Ludovic de Saint Sernin RTW Spring 2023

It's been five years since Ludovic de Saint Sernin launched his brand and he was in the mood to do celebration.

"I know it's a little baby birthday, but it means a lot to me", did he declare. backstage after a dozen group hugs with his cast, crew and friends.

The main idea was to "create a collection that could liberate people and let them shine and be who they are without being afraid of anything, and just being their most beautiful and authentic selves,” he continued, explaining that he had been on a similar journey himself.

All his muses took a spin on the runway, from e-kids and the mermaid to the bodies warm and himself. Gender considerations were checked at the door for a range of gauzy column dresses, barely pleated skirts and voluminous A-line dresses, tight metallic mesh numbers and trousers with lace-up detailing, worn by an omni-cast gender.

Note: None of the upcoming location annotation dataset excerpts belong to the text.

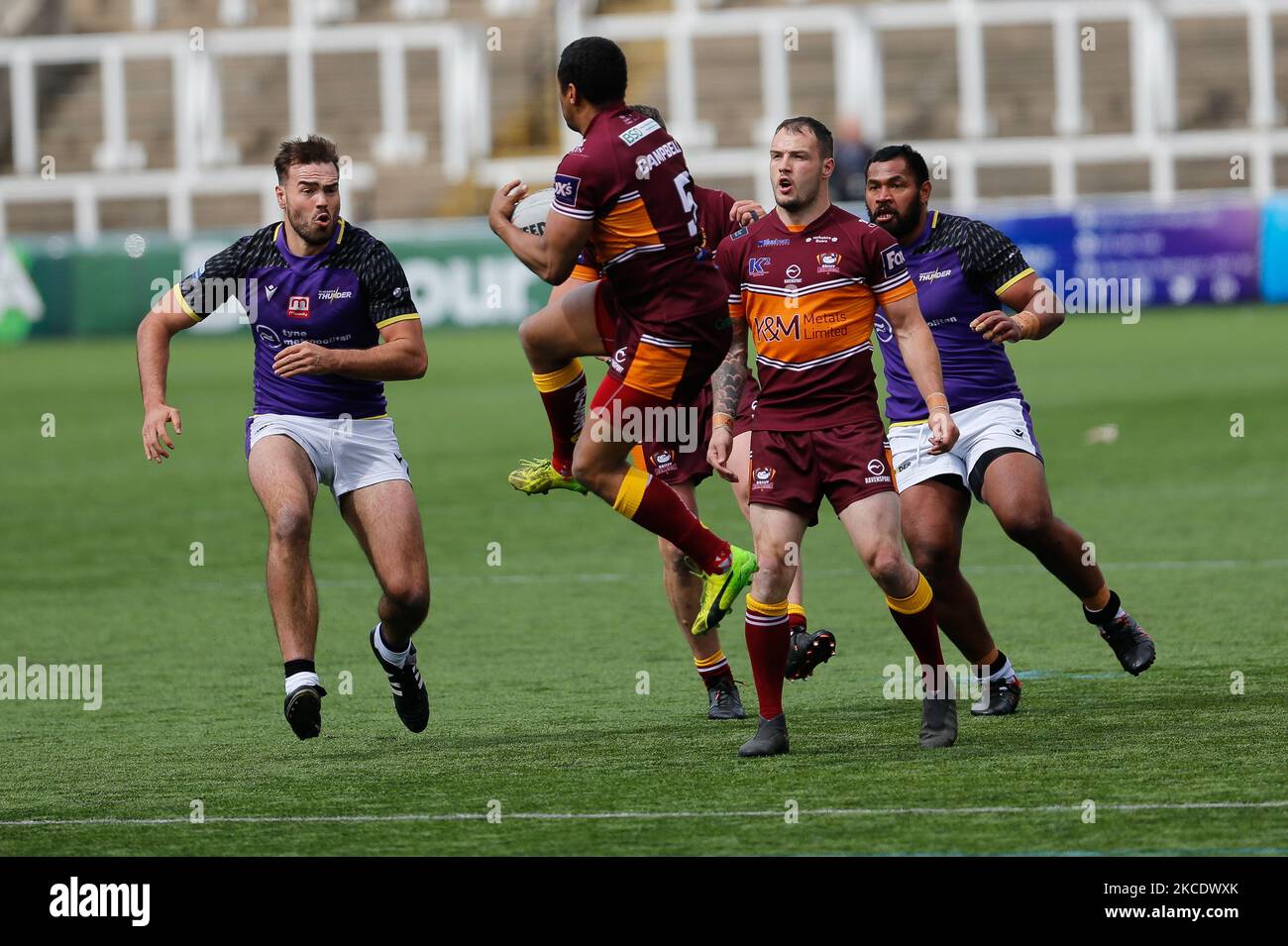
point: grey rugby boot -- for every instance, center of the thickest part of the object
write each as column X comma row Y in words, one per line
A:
column 771, row 738
column 725, row 700
column 938, row 722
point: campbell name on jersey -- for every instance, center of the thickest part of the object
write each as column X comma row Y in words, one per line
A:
column 629, row 176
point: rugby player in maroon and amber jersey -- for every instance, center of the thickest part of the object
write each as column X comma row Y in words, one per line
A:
column 684, row 467
column 807, row 279
column 626, row 190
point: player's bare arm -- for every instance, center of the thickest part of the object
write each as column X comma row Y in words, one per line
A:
column 726, row 385
column 162, row 322
column 922, row 360
column 399, row 357
column 553, row 255
column 1037, row 313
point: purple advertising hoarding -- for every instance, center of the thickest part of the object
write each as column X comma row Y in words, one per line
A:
column 1192, row 253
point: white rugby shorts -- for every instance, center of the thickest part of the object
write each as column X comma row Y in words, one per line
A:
column 347, row 454
column 995, row 425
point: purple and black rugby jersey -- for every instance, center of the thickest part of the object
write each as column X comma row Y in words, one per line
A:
column 339, row 297
column 960, row 266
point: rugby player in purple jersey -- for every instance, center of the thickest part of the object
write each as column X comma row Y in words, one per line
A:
column 965, row 270
column 333, row 319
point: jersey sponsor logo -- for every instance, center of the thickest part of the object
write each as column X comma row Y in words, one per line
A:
column 642, row 130
column 268, row 336
column 828, row 263
column 773, row 328
column 892, row 261
column 566, row 188
column 885, row 334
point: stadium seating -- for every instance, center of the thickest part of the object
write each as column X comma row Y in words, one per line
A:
column 1212, row 56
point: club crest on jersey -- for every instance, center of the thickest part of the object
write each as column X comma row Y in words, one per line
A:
column 566, row 188
column 883, row 328
column 892, row 261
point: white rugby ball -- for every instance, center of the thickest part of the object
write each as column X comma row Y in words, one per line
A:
column 529, row 214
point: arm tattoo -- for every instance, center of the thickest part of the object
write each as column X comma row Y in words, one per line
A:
column 732, row 374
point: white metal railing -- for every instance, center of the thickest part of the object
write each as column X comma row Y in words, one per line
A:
column 861, row 88
column 205, row 158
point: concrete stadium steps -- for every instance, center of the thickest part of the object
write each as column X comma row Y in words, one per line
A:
column 1211, row 73
column 1107, row 78
column 921, row 84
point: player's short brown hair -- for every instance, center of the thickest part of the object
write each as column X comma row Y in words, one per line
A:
column 822, row 134
column 313, row 150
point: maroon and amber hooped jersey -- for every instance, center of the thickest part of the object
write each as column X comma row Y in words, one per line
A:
column 629, row 176
column 713, row 226
column 809, row 296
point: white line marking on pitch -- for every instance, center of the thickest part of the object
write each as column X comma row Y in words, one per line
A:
column 639, row 815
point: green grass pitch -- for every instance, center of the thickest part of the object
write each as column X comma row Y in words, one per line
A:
column 532, row 665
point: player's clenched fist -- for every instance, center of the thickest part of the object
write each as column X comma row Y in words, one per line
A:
column 155, row 437
column 745, row 213
column 304, row 358
column 943, row 431
column 719, row 450
column 997, row 326
column 503, row 202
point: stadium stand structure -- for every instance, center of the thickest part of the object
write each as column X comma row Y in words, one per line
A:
column 161, row 115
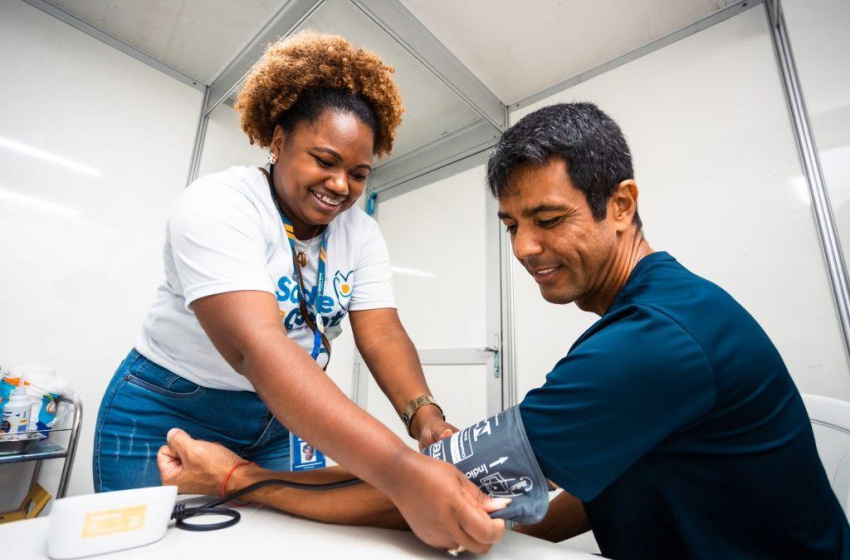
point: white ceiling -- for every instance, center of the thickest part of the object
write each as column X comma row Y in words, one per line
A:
column 519, row 48
column 516, row 48
column 197, row 37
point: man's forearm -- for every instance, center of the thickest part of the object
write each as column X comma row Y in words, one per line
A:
column 360, row 504
column 565, row 519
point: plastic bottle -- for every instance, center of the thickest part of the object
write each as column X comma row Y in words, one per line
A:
column 16, row 412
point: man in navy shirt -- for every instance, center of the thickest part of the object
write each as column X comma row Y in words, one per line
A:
column 672, row 423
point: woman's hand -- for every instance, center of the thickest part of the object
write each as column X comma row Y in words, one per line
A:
column 194, row 466
column 443, row 508
column 428, row 426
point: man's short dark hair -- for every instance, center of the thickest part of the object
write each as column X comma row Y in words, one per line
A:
column 597, row 155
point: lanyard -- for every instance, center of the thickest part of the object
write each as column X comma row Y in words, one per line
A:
column 320, row 282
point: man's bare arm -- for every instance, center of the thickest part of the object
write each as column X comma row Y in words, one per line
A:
column 200, row 467
column 360, row 504
column 565, row 519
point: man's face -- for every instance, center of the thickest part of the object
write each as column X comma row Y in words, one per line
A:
column 554, row 233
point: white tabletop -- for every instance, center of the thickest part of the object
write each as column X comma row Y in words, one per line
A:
column 266, row 533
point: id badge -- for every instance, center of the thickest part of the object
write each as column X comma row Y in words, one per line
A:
column 303, row 456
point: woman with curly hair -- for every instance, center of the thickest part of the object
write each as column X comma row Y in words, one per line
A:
column 261, row 267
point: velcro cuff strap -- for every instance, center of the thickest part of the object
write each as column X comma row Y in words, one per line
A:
column 496, row 456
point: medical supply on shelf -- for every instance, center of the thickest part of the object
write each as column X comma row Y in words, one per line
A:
column 8, row 383
column 44, row 387
column 99, row 523
column 495, row 454
column 16, row 412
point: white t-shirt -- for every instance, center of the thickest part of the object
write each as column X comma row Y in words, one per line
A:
column 225, row 234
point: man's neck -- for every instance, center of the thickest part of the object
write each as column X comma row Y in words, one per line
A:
column 620, row 267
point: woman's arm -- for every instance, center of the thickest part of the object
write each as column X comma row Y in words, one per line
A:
column 443, row 508
column 393, row 361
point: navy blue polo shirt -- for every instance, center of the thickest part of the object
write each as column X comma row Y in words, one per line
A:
column 675, row 421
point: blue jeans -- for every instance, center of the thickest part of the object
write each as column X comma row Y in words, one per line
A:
column 143, row 401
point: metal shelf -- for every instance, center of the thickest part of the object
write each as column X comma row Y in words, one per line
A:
column 44, row 450
column 41, row 451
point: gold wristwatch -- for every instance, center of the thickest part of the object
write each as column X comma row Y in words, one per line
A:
column 413, row 407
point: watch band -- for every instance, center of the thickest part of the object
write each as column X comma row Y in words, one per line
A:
column 413, row 407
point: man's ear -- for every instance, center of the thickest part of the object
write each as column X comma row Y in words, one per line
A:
column 623, row 204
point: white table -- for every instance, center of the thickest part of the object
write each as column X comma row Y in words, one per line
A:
column 266, row 533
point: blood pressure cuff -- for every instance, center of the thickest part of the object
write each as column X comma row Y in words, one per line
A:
column 496, row 456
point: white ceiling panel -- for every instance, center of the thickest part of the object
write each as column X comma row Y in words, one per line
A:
column 432, row 109
column 518, row 48
column 197, row 37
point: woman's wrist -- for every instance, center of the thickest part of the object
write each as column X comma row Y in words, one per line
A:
column 424, row 416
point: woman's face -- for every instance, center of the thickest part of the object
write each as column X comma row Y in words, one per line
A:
column 321, row 168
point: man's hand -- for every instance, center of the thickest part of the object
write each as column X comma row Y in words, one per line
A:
column 428, row 426
column 194, row 466
column 444, row 509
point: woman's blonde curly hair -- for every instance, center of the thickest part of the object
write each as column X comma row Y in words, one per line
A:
column 309, row 61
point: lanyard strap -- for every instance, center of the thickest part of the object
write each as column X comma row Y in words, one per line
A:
column 315, row 323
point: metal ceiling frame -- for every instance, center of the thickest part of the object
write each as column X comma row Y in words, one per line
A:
column 812, row 171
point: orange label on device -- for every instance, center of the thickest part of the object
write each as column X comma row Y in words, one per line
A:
column 109, row 522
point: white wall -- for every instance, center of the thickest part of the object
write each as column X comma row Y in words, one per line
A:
column 80, row 247
column 721, row 189
column 225, row 145
column 437, row 244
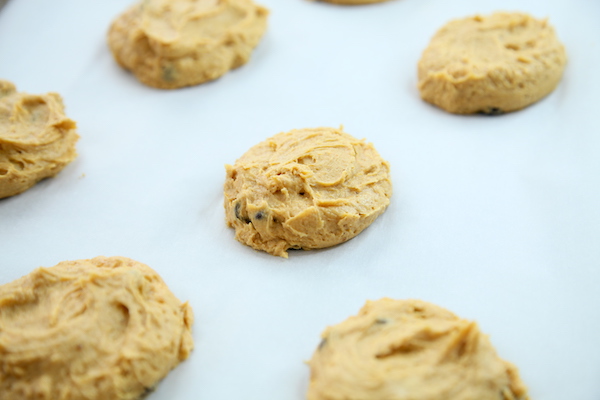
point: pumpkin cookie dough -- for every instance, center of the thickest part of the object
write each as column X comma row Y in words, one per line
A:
column 305, row 189
column 409, row 349
column 37, row 140
column 491, row 64
column 170, row 44
column 105, row 328
column 354, row 2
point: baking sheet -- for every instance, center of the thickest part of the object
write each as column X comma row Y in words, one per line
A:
column 495, row 218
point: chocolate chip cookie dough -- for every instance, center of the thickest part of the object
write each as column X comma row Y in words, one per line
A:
column 354, row 2
column 491, row 64
column 305, row 189
column 409, row 349
column 170, row 44
column 37, row 140
column 105, row 328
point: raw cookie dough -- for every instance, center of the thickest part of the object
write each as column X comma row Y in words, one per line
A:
column 353, row 2
column 98, row 329
column 170, row 44
column 305, row 189
column 37, row 140
column 493, row 64
column 408, row 350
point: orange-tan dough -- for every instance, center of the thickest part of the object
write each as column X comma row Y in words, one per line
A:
column 305, row 189
column 170, row 44
column 491, row 64
column 98, row 329
column 409, row 350
column 354, row 2
column 37, row 140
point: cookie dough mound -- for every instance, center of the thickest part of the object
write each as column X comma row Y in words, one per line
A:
column 170, row 44
column 37, row 140
column 353, row 2
column 305, row 189
column 408, row 350
column 105, row 328
column 499, row 63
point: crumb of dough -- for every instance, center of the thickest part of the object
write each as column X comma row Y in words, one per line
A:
column 37, row 140
column 305, row 189
column 98, row 329
column 491, row 64
column 409, row 349
column 170, row 44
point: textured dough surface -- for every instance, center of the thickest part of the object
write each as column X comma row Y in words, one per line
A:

Denim has been the subject of special attention and many hand tools, which has given jeans and shorts artfully shredded within an inch of their life on the front and back. A handful of the looks were as much an exercise in clothing as they were in styling, like these sexy tops that were actually her long, loose shirts worn tied in a halter style.

The designer explained that he was interested in showing the versatility of existing pieces and textiles, by documenting the processes to show that although young, his brand has a well-established know-how.

New this season was a handbag called "Cleavage", a baguette shape with a eyelet on the front that nodded to sexually charged leather briefs.